BTBA 2014: Poetry and Fiction Winners
László Krasznahorkai becomes the first repeat winner, and Elisa Biagini and her three translators take home the poetry award in this year’s Best Translated Book Award.
After much deliberation, Seiobo There Below, Krasznahorkai’s follow-up to last year’s BTBA winner, Satantango, won the 2014 BTBA for Fiction. Translated from the Hungarian by Ottilie Mulzet and published by New Directions, the jury praised this novel for its breadth, stating “out of a shortlist of ten contenders that did not lack for ambition, Seiobo There Below truly overwhelmed us with its range—this is a book that discusses in minute detail locations from all around the globe, including Japan, Spain, Italy, and Greece, as well as delving into the consciousnesses and practices of individuals from across 2,000 years of human history.”
The jury also named two runners-up: The African Shore by Rodrigo Rey Rosa, translated from the Spanish by Jeffrey Gray and published by Yale University Press; and A True Novel by Minae Mizumura, translated from the Japanese by Juliet Winters Carpenter, and published by Other Press.
On the poetry side of things, this year’s winner is The Guest in the Wood by Elisa Biagini, translated from the Italian by Diana Thow, Sarah Stickney, and Eugene Ostashevsky, and published by Chelsea Editions.
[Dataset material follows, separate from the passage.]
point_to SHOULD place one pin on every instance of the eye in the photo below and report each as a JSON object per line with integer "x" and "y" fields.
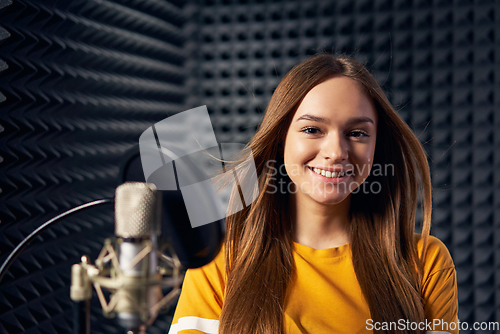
{"x": 311, "y": 130}
{"x": 358, "y": 134}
According to the jury, “from the first, these surreal, understated poems create an uncanny physical space that is equally domestic, disturbing, and luminous, their airy structure leaving room for the reader-guest to receive their hospitality and offer something in return (the Italian ospite meaning both ‘guest’ and ‘host’). The poet’s and translators’ forceful language presses us to ‘attend and rediscover’ the quotidian and overdetermined realities of, as Angelina Oberdan explains in her introduction, ‘the self, the other, the body, and the private rituals of our lives.’”
The two poetry runners-up are Claude Royet-Journoud’s Four Elemental Bodies, translated from the French by Keith Waldrop, published by Burning Deck, and Sohrab Sepehri’s The Oasis of Now translated from the Persian by Kazim Ali and Mohammad Jafar Mahallati, and published by BOA Editions.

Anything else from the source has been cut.